HTTP/3 = HTTP-over-QUIC.

QUIC ( Quick UDP Internet Connections) is a new transport which reduces latency compared to that of TCP.
It uses fewer handshakes, improves forward error correction and congestion control, and avoids HoL blocking.

At old times, the Internet sucks, and so TCP protocol set a large timeout and window.
Everything has changed except the timeout is still 20 seconds nowadays.
If you kill a TCP socket that hangs for 5 seconds, your OS will still leave it open until the 20 seconds expired, consuming system resources.

Microservices are for humans, not machines

medium.com

This post explores the organizational and cultural benefits of moving to a microservices architecture.

The advantage is the ability to scale each microservice in isolation, based on its specific load requirements.
The disadvantage is distributed systems are hard.

From an organizational perspective, it leads to smaller (and more maintainable) code repos, clearer boundaries between teams, etc.

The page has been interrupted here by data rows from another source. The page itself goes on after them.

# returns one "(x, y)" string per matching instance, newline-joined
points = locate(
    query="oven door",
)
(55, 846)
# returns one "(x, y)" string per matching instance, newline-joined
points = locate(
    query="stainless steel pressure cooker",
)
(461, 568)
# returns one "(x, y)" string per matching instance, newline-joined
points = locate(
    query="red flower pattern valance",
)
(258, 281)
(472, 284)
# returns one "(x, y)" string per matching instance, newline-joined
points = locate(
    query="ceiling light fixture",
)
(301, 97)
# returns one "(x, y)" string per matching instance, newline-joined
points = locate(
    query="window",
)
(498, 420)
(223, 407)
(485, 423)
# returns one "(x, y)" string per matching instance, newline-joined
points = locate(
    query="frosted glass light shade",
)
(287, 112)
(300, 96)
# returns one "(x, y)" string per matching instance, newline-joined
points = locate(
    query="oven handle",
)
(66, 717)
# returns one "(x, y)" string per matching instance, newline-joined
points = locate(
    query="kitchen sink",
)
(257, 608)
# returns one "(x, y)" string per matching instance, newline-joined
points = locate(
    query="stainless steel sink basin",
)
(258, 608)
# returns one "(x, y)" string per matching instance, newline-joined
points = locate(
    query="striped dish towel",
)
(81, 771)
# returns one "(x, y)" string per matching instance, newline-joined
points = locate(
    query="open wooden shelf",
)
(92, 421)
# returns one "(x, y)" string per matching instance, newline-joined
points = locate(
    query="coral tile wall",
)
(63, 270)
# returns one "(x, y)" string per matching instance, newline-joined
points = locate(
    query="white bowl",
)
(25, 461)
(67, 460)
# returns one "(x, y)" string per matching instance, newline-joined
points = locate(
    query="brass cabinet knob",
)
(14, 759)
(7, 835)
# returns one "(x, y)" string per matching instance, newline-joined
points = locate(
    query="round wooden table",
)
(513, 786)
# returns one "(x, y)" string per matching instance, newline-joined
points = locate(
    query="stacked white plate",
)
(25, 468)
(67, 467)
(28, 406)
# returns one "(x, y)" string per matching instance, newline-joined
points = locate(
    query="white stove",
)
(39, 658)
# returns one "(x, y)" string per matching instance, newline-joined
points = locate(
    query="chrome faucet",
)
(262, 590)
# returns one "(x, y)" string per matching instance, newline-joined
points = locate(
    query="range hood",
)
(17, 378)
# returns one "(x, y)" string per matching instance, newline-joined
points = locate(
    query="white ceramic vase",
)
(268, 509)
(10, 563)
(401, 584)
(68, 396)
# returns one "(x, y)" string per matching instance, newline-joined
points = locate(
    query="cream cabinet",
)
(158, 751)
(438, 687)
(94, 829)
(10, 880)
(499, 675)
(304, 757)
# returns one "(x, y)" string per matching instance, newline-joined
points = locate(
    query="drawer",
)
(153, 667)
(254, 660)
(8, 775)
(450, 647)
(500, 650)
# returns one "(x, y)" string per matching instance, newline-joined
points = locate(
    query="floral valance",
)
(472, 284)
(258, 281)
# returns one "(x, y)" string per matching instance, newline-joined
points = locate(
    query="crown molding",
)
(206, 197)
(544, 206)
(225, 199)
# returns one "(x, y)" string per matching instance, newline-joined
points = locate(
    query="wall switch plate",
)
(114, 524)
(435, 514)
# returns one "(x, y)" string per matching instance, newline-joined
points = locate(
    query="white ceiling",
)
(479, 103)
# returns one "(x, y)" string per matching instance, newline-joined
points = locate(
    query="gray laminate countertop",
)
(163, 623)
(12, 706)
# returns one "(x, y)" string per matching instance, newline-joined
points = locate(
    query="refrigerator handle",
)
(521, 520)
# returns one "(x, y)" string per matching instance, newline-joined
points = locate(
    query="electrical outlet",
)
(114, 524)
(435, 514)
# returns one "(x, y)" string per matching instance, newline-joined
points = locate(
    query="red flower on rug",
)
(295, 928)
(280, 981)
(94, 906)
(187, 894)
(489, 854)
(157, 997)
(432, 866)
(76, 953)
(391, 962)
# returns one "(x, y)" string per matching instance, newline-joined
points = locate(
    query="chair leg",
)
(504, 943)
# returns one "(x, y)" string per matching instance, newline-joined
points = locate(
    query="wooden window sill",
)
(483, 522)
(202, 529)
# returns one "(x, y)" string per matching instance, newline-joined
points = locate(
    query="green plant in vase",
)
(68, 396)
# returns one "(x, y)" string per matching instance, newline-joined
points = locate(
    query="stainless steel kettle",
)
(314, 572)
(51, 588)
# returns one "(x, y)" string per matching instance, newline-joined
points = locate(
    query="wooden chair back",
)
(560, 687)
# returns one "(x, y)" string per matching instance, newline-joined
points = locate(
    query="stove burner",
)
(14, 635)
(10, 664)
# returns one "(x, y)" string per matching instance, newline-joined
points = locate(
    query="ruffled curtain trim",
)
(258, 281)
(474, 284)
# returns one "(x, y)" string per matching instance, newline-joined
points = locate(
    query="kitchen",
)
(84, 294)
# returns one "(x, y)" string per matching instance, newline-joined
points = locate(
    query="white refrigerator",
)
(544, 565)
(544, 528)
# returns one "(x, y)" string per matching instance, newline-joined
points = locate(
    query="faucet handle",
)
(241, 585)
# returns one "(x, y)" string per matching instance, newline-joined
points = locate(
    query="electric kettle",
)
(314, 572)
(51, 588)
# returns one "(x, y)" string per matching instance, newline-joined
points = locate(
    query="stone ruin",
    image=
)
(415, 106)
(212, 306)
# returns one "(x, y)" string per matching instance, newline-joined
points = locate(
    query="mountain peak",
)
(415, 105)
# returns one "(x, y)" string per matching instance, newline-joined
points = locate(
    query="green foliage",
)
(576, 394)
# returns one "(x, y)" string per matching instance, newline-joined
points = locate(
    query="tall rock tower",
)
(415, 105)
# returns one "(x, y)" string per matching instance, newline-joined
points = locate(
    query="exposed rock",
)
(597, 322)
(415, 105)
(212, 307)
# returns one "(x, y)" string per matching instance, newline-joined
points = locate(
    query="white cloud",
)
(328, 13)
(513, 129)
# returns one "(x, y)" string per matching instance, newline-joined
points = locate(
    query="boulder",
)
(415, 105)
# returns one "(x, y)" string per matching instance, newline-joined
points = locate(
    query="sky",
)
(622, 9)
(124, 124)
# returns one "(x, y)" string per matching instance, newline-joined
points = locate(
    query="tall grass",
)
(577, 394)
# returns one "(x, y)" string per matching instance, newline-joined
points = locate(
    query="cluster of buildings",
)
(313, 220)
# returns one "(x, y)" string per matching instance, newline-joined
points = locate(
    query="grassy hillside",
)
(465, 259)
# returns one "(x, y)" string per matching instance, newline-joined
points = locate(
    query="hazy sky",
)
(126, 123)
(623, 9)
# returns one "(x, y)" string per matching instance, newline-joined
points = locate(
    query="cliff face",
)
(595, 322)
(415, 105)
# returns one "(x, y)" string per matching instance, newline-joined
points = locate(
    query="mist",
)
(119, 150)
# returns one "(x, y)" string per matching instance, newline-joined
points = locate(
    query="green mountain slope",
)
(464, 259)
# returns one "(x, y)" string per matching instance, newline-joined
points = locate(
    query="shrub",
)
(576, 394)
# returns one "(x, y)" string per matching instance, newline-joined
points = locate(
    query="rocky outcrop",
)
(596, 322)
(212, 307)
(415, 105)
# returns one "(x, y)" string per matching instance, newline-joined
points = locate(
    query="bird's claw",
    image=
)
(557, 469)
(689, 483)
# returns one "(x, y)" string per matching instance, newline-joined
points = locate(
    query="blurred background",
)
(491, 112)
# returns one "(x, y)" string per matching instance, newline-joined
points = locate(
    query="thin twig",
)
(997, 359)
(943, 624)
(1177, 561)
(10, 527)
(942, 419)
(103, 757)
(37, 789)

One of the goals of microservices architecture is to let development teams achieve better results.

The author thinks starting from monolithic and moving to microservices when it makes sense.

Does the Service Mesh spell the end for Middleware?

www.cloudops.com

The short answer is NOT until a framework of DevOps toolings and practices is put in place.

Middleware works by flying messages from various applications into centralized pools of communication. These messages are then carried through a pipeline of functions, ending with the user registry service. Messages are transported on enterprise service buses (ESBs).
Messages are transported within the service mesh, but the messaging functions are performed alongside the services receiving the messages. Each instance is attached to a proxy that relays messages to and fro the service mesh.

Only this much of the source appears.